There are almost as many stories about the
origination of the word cocktail relating to drinks as there are
types of cocktail. Most concede that the word is of US origin.
A computerized newspaper database showed up an 1803 article from
New Hampshire satirizing the fast young men of its day by
printing what was purportedly an extract from one of their
diaries - "Drank a glass of cocktail—excellent for the
head...Call'd at the Doct's, found Burnham—he looked very
wise—drank another glass of cocktail."
On May 13, 1806, the Balance and Colombian Repository of Hudson,
New York, answered a reader’s query as to the nature of a
cocktail: "Cock-tail is a stimulating liquor, composed of
spirits of any kind, sugar, water, and bitters—it is vulgarly
called bittered sling, and is supposed to be an excellent
electioneering potion, in as much as it renders the heart stout
and bold, at the same time that it fuddles the head.

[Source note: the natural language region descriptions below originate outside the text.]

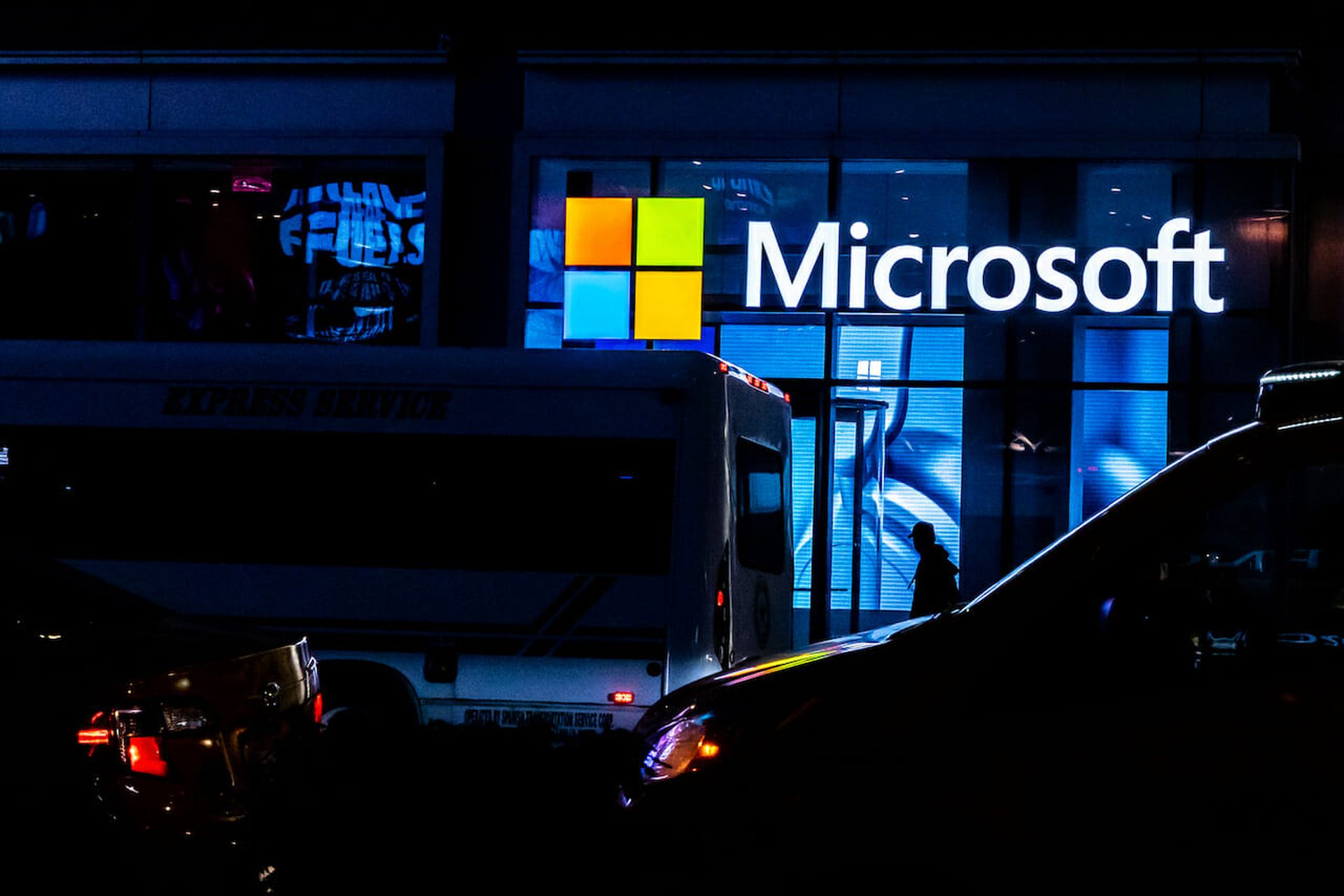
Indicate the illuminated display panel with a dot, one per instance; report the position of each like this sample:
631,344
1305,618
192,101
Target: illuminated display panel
1058,425
1119,435
67,248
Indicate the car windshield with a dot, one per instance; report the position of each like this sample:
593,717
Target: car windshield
41,590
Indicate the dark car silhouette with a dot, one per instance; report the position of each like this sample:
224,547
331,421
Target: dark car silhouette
1161,682
134,727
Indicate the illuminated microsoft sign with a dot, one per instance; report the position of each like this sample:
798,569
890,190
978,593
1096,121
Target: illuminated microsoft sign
762,248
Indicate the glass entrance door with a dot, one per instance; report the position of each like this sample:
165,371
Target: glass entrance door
858,450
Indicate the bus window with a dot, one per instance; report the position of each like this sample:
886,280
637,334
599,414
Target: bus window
760,524
343,498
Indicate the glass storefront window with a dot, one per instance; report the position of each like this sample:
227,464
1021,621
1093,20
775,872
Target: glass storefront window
286,250
554,181
1119,435
1044,410
892,352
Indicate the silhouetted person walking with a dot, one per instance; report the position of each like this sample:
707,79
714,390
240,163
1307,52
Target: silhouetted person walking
936,577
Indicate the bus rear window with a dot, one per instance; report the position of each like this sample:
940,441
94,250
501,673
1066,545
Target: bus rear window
760,524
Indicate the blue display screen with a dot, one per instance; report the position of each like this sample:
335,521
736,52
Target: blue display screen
776,352
1119,435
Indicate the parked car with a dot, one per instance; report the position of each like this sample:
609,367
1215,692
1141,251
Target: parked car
131,724
1164,679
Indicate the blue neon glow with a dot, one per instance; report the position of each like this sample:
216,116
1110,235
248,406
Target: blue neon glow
360,227
1120,440
597,305
776,352
543,330
1119,435
1123,355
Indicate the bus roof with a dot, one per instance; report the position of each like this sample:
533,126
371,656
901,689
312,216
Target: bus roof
319,365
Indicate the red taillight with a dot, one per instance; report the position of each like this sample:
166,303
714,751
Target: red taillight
143,755
94,736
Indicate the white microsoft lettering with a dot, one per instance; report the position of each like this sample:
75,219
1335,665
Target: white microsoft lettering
825,242
1051,269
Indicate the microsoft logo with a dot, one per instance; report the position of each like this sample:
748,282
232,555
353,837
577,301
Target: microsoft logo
628,266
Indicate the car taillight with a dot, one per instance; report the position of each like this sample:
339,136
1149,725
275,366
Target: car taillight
144,757
136,734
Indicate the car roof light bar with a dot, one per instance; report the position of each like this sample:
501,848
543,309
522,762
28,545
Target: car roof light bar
1301,393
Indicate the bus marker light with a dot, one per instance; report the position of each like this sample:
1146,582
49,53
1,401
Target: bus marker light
94,736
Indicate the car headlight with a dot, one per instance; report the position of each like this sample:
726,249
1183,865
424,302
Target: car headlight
679,747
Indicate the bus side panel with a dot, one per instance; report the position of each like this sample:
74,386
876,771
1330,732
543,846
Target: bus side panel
761,587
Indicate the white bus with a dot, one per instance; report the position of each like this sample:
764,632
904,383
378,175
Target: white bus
464,535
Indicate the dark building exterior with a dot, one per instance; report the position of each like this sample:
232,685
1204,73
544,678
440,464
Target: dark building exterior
1002,286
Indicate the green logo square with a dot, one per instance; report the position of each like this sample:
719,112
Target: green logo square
670,232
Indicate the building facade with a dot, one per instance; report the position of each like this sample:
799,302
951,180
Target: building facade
1000,288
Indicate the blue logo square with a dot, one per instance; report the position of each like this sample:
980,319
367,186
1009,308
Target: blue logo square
597,304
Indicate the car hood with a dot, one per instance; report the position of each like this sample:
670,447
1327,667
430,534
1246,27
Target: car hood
746,682
118,656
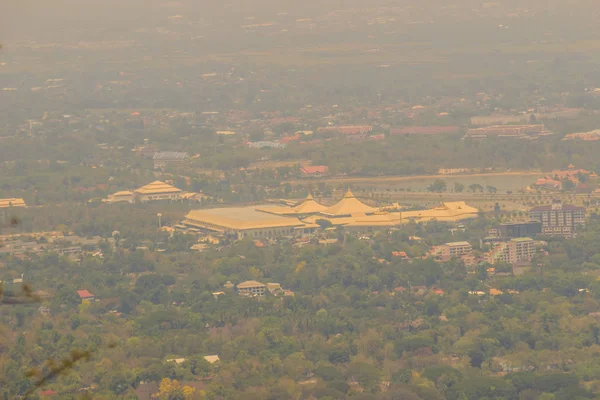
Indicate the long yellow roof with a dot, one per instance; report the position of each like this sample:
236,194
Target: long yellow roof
157,187
383,220
239,218
309,206
12,202
347,206
452,211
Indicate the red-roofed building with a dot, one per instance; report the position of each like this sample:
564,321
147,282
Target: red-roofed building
423,130
315,170
379,136
85,295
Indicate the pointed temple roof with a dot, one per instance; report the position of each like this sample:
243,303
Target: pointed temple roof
349,205
309,206
157,187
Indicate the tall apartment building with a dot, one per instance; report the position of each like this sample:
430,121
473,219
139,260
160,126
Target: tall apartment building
558,219
519,229
512,251
453,249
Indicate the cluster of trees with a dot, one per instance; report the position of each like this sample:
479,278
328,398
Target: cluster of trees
363,323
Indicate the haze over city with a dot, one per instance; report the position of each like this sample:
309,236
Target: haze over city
320,200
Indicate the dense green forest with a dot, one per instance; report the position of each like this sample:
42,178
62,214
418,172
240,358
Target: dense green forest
362,324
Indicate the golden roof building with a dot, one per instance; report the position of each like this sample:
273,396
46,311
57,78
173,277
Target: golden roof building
306,207
153,191
246,222
348,206
449,212
157,190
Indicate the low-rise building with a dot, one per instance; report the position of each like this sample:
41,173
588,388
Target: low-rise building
453,249
157,190
86,296
508,131
251,288
166,159
315,170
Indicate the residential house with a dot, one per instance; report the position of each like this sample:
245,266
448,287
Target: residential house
315,170
166,159
452,249
512,251
424,130
251,288
86,296
559,219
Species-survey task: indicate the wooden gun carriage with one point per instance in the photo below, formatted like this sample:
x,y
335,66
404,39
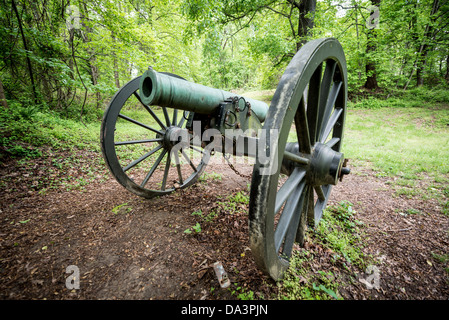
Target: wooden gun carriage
x,y
295,141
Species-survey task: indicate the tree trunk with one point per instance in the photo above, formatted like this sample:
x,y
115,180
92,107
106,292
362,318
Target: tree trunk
x,y
3,101
114,57
422,59
306,21
30,70
447,68
371,47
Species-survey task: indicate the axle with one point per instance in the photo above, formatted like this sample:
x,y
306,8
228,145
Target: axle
x,y
166,91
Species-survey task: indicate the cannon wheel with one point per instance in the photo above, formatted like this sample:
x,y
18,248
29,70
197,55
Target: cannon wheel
x,y
308,108
138,151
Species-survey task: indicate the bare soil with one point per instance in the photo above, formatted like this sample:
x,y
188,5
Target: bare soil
x,y
126,247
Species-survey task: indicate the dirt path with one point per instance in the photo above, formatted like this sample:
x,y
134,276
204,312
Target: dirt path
x,y
126,247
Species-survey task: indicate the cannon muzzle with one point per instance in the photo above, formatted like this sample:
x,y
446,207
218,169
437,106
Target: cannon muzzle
x,y
168,91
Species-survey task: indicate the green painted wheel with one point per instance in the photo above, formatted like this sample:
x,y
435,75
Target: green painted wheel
x,y
305,120
137,147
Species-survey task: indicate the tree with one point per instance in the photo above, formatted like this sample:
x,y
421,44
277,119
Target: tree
x,y
371,48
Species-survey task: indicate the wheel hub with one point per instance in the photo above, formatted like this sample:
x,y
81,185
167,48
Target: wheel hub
x,y
326,165
172,136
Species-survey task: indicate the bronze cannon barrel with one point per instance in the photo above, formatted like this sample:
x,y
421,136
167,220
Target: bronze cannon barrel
x,y
167,91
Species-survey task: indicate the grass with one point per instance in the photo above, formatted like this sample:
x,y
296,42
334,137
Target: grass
x,y
403,139
339,232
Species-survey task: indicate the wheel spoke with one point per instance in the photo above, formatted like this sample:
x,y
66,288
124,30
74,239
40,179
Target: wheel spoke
x,y
166,116
190,162
167,168
313,101
332,121
150,111
181,122
120,143
321,204
288,187
289,216
326,83
332,142
302,128
139,123
156,163
175,117
293,228
135,162
310,208
330,104
320,193
178,167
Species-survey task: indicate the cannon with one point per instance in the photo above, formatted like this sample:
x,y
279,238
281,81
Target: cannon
x,y
159,131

It is said,
also to be of great use to a democratic candidate: because a
person, having swallowed a glass of it, is ready to swallow
anything else."
In one of James Fenimore Cooper's more obscure novels the salty
Elizabeth “Betty” Flanagan keeps a rough tavern, and Cooper
characterizes her as “the inventor of that beverage which is so
well known at the present hour 1821, to all the patriots who
make a winter's march between New York City and Albany, and
which is distinguished by the name of ‘cock-tail."
Another theory as to
the origin, is ginger was used in the horse trade to make a
horse stick its tail up. If you had an old horse you were trying
to sell, you would put some ginger up its butt, and it would
cock its tail up and be frisky. That was known as “cock-tail.”